On the keyboard, you're given arrow keys for player movement and most face buttons on the DualShock are represented. The main buttons you'll use in a shooter, "X" (for actions or jumping) and "L3" (for sprinting or crouching) are larger, and located so your index finger and thumb (not used to move) can easily reach them. There's also a PlayStation Guide button and d-pad.
If the keyboard's default controls work for you or the game you're playing, great! If not, each button can be easily customised with a switch on the top. Two more switches toggle the sensitivity of the attached mouse.
And yes, it's attached. There's no screwing around with wireless technology here. The mouse is tethered to the keyboard via cable, and the keyboard plugs into your PS3's USB port. It may seem a little old-fashioned, but it means you won't ever be recharging the thing or having to synch a new controller every time you dig this out.
While this means you can't use the mouse on a PC or Mac (many competing products allow this), the mouse is comfortable in hand (both it and the keyboard's surface is covered in soft rubber) and is nice and heavy.
In terms of the hardware on offer, then, this is pretty great.
...the Hori TAC3 is simply a great execution of a terrible idea.
Here's the thing, though. It's a wasted effort. All these companies releasing these mice-and-pad devices for the PS3 are Sisyphus rolling a boulder up a hill. They just don't know it. The TAC3 doesn't work for the same reason none of the other attempts at cracking this supposed problem work: The issue isn't with the hardware. It's with the games themselves.
PC games are designed with mouse control is mind. PS3 games are not. What this means is that simply plugging a mouse into a PS3 does not give you PC-like control; it means the mouse is replicating the movements of the PS3's thumbstick. So for the most part it's as slow and "sluggish" as it always has been.
Which is fine! That's how these games are designed. Everything from your reticle to the speed of your enemies has been coded with the assumption the player will be using a DualShock controller, so it's not really sluggish at all. It's normal.
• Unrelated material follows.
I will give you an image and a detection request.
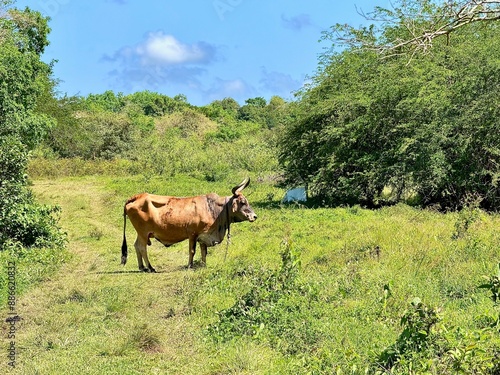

Using a mouse, then, doesn't really add anything to the process. Sure, Hori at least tries a few neat tricks, like letting you hold a special mouse button down triggering "full speed mouse movement" for those times you need to whip your gun around but can't whip a mouse around fast enough, but on the whole it really doesn't feel any different to using a control pad.
Indeed, in some instances it can be worse; it takes a while to train yourself on using the buttons and keys instead of reaching for a face button that's not there, and the fact you're using a mouse and keyboard means you need to be near a flat surface to rest it all on, as trying to balance the mouse pad on your knee is more trouble than it's worth.
As you can tell, I'm not a believer in these kinds of products. The last one I reviewed didn't really do anything for me, nor does this one. They ask a lot of you and give very little in return.